I can’t finish this post without mentioning Guinness, now can I? Well, to be fair, I should also mention Murphy’s, which I sampled in Cork. And no way am I going to come down in favor of one or the other without trying them both side by side, sip by sip! However, Guinness proved to be more than just a beverage – it is also a destination!
A complete contrast to almost everything we had experienced on the Wild Atlantic Way, Fáilte Ireland hosted an opening night event for TBEX at the Guinness Storehouse, where we washed down tapa sized portions of beef in Guinness, skewered prawns and lamb kofta, confit of duck and chilli chicken lollipops and other tasty delights with pint after pint of the black stuff. This was sophisticated, capital city catering, another indication of that fusion of tradition and creativity that evidently is the signature of 21st century Ireland.
Oh – and for the record – yes Guinness does taste better in situ than elsewhere. Ah, well, as if I needed yet another reason to go back to Ireland!

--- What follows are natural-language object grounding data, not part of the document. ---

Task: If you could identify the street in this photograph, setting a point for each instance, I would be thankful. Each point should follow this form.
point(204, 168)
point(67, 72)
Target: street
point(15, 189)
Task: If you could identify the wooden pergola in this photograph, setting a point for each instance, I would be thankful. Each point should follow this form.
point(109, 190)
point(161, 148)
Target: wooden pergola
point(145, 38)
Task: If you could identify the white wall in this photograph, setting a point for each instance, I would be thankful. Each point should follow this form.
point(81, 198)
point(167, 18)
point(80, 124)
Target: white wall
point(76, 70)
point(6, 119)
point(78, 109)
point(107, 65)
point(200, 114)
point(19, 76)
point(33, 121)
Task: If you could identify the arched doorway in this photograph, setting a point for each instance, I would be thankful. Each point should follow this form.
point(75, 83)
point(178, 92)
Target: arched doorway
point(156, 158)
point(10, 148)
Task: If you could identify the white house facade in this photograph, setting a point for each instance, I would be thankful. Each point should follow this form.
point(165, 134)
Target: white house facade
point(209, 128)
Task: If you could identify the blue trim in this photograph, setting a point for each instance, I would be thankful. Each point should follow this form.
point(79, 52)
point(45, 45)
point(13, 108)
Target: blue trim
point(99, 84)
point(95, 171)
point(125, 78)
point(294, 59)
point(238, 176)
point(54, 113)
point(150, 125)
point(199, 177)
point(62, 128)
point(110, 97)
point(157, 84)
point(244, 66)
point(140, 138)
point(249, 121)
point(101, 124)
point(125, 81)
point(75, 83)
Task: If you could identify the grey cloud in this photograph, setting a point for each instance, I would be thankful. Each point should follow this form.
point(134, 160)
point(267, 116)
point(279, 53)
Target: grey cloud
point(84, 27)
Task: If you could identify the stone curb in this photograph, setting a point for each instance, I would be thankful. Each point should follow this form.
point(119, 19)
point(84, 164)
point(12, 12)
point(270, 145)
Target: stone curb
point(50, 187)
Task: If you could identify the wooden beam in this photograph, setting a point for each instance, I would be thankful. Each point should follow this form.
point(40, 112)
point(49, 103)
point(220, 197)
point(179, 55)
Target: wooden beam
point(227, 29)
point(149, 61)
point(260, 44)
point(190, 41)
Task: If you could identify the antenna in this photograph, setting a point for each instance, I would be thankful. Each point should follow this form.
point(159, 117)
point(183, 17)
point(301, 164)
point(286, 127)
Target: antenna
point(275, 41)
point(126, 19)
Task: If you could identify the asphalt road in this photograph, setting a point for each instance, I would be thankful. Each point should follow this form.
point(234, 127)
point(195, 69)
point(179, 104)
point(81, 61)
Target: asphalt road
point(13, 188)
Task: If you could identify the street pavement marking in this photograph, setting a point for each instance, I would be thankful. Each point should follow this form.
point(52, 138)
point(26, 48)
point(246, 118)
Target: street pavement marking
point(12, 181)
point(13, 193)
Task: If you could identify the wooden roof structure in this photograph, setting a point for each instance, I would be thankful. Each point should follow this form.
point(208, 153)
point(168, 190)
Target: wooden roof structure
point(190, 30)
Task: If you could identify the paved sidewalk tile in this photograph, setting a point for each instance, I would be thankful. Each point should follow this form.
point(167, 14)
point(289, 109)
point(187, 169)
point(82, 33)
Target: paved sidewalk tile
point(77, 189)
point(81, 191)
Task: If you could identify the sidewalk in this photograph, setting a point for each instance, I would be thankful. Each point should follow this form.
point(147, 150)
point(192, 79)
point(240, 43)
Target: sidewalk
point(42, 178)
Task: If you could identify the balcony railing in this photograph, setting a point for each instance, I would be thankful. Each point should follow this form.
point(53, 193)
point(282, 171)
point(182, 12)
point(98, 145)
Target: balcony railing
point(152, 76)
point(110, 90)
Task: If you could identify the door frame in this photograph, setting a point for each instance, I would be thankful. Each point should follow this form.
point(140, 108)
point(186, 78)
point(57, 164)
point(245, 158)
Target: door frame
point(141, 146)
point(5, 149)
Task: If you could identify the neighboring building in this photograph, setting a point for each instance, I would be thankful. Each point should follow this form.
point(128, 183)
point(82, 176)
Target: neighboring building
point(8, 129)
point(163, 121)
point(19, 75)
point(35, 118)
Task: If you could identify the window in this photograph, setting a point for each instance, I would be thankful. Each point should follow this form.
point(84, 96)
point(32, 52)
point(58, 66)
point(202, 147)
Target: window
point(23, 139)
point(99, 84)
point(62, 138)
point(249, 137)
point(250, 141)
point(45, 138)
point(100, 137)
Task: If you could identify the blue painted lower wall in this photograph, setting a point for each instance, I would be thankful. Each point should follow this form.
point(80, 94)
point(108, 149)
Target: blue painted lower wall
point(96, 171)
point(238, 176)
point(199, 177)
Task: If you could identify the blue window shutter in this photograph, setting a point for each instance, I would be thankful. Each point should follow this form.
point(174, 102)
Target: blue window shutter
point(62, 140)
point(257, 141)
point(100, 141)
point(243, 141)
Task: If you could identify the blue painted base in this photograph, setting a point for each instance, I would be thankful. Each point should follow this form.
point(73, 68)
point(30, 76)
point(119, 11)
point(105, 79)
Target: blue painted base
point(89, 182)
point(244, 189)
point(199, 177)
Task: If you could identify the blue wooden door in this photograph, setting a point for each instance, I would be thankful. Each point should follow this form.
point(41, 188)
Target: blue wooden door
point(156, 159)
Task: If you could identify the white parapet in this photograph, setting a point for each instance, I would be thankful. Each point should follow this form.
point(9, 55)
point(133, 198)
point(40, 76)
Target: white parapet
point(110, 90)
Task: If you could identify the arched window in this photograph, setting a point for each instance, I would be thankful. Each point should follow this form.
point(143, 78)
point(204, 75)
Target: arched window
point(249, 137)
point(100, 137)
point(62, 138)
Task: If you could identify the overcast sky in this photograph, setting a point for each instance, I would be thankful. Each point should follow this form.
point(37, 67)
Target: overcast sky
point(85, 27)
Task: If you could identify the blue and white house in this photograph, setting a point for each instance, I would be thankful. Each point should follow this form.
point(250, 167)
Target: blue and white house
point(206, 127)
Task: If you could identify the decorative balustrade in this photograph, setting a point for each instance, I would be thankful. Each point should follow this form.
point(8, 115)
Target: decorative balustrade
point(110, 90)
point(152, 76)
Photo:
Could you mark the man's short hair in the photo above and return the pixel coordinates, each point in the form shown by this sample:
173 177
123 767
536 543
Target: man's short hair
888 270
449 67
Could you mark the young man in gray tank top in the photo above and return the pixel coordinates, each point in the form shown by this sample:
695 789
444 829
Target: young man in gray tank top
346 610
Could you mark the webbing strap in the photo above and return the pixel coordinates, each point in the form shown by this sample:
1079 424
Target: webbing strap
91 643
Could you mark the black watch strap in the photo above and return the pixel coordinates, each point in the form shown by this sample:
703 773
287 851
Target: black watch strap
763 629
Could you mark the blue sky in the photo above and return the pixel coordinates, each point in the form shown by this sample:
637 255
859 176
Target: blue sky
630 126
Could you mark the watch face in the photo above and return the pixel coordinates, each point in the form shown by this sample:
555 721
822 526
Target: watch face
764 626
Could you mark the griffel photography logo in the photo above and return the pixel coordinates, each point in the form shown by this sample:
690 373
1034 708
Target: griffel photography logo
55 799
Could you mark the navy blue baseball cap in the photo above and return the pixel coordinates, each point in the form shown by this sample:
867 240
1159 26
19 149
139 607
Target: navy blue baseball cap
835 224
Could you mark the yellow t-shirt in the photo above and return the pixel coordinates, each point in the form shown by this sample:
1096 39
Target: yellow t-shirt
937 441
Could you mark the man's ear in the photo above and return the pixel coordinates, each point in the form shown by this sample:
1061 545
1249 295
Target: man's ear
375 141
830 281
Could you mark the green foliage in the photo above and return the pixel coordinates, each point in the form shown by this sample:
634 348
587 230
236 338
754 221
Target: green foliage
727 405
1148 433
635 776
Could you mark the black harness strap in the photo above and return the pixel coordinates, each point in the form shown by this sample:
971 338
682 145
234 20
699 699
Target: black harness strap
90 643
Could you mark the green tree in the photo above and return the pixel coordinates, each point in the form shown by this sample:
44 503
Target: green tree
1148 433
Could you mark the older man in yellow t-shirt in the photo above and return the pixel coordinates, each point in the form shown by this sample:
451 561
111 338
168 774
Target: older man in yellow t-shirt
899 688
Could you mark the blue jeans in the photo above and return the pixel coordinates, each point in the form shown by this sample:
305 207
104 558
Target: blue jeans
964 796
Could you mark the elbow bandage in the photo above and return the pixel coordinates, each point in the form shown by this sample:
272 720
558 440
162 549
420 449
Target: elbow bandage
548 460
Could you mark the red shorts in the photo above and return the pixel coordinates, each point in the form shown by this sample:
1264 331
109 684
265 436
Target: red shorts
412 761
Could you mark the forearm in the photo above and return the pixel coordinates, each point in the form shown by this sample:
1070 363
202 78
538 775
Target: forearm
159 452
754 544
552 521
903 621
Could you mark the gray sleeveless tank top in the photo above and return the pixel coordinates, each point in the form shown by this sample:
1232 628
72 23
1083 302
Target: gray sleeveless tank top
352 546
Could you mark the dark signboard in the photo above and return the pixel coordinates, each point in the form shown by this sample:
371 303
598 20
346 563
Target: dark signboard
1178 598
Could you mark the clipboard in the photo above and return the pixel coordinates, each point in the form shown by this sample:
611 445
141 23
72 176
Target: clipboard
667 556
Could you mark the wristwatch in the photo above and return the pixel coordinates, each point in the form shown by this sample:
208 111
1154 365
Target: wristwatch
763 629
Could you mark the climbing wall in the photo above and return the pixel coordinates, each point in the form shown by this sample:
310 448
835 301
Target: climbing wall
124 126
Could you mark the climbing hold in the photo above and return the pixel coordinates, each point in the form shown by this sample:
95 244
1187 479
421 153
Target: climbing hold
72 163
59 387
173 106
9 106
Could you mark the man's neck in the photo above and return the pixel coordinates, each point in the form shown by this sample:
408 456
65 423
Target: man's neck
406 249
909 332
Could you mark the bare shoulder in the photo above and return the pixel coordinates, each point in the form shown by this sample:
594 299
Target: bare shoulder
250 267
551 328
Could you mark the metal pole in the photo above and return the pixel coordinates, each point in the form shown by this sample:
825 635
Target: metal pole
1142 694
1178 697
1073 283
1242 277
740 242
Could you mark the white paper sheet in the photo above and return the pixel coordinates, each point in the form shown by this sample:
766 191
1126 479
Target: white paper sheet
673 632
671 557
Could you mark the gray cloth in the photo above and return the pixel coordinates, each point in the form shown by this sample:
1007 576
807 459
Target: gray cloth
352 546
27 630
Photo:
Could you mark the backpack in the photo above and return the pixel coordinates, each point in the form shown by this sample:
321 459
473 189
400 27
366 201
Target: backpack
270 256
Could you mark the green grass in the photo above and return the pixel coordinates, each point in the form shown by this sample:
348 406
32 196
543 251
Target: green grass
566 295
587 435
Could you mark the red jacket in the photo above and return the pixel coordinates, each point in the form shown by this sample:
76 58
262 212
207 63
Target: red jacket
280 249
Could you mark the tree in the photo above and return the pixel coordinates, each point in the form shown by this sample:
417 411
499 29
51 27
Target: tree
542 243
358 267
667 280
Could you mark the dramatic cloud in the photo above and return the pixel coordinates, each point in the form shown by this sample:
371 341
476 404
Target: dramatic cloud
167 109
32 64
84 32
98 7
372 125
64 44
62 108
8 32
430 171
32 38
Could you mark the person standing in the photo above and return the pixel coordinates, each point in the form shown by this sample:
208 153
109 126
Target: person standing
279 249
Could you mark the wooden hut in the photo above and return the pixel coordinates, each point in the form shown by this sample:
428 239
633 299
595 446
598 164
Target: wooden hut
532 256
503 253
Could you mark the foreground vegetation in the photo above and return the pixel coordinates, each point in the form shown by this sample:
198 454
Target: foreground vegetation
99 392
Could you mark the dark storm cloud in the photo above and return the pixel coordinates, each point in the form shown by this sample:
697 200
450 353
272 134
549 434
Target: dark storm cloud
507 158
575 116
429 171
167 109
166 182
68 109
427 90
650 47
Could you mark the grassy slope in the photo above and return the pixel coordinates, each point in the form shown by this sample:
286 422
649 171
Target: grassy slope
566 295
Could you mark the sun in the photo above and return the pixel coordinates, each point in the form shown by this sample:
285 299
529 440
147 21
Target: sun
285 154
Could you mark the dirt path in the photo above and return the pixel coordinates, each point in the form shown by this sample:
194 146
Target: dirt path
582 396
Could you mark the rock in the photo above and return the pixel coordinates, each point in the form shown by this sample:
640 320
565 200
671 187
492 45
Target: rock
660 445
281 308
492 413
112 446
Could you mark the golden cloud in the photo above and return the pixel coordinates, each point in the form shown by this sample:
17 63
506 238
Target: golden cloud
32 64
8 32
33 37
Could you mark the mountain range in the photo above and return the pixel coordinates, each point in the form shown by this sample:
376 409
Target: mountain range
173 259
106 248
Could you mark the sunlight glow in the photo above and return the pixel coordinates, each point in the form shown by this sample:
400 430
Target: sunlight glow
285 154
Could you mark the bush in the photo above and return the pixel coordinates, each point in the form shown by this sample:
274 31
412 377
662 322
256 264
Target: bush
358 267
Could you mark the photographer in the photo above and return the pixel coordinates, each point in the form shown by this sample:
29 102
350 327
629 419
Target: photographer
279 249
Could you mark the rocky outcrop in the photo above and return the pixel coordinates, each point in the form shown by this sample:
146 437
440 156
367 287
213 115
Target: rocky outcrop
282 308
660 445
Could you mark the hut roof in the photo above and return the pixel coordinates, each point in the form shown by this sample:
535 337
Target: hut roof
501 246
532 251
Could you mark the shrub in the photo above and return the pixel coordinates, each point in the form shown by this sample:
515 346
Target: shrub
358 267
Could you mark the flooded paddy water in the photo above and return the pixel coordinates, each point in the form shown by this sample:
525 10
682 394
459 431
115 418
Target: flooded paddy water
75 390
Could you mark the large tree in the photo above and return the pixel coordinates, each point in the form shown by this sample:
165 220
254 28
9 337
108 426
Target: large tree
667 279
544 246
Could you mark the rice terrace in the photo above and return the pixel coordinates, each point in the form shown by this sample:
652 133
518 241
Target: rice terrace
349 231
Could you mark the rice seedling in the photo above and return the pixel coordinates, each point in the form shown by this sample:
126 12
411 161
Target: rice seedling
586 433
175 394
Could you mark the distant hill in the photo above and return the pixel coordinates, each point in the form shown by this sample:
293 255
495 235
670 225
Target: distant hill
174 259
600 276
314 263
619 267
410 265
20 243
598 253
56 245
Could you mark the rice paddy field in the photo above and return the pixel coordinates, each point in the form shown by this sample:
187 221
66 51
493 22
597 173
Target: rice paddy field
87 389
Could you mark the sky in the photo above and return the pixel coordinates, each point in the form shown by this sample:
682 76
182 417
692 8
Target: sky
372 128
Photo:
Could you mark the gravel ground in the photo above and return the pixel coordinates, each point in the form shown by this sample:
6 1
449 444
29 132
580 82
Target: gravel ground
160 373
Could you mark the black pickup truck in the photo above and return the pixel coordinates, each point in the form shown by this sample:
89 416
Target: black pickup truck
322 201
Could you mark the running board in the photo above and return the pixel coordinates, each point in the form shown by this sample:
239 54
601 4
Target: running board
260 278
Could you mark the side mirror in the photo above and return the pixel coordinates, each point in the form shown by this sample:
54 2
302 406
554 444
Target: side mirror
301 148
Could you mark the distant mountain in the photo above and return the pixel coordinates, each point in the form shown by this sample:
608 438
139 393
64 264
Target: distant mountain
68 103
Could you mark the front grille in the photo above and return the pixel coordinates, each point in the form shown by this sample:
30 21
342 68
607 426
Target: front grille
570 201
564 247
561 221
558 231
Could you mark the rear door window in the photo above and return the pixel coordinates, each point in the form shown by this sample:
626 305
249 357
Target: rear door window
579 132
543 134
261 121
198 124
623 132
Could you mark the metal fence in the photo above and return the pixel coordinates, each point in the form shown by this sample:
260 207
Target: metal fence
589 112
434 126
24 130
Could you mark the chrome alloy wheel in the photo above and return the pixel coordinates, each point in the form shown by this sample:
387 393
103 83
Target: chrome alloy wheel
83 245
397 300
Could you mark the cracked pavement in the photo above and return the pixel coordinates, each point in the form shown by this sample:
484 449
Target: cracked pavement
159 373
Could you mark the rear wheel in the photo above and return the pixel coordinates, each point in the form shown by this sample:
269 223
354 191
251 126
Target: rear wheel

If you hadn’t gathered from the post, I took this trip along The Wild Atlantic Way as a guest of Fáilte Ireland. The well-worn phrase goes something like “All opinions are my own”. I very much hope that’s obvious. I can only say a huge thank you to Fáilte Ireland for this incredible glimpse of their country, and say I will be back to search for those pieces of my heart in the not-too-distant future!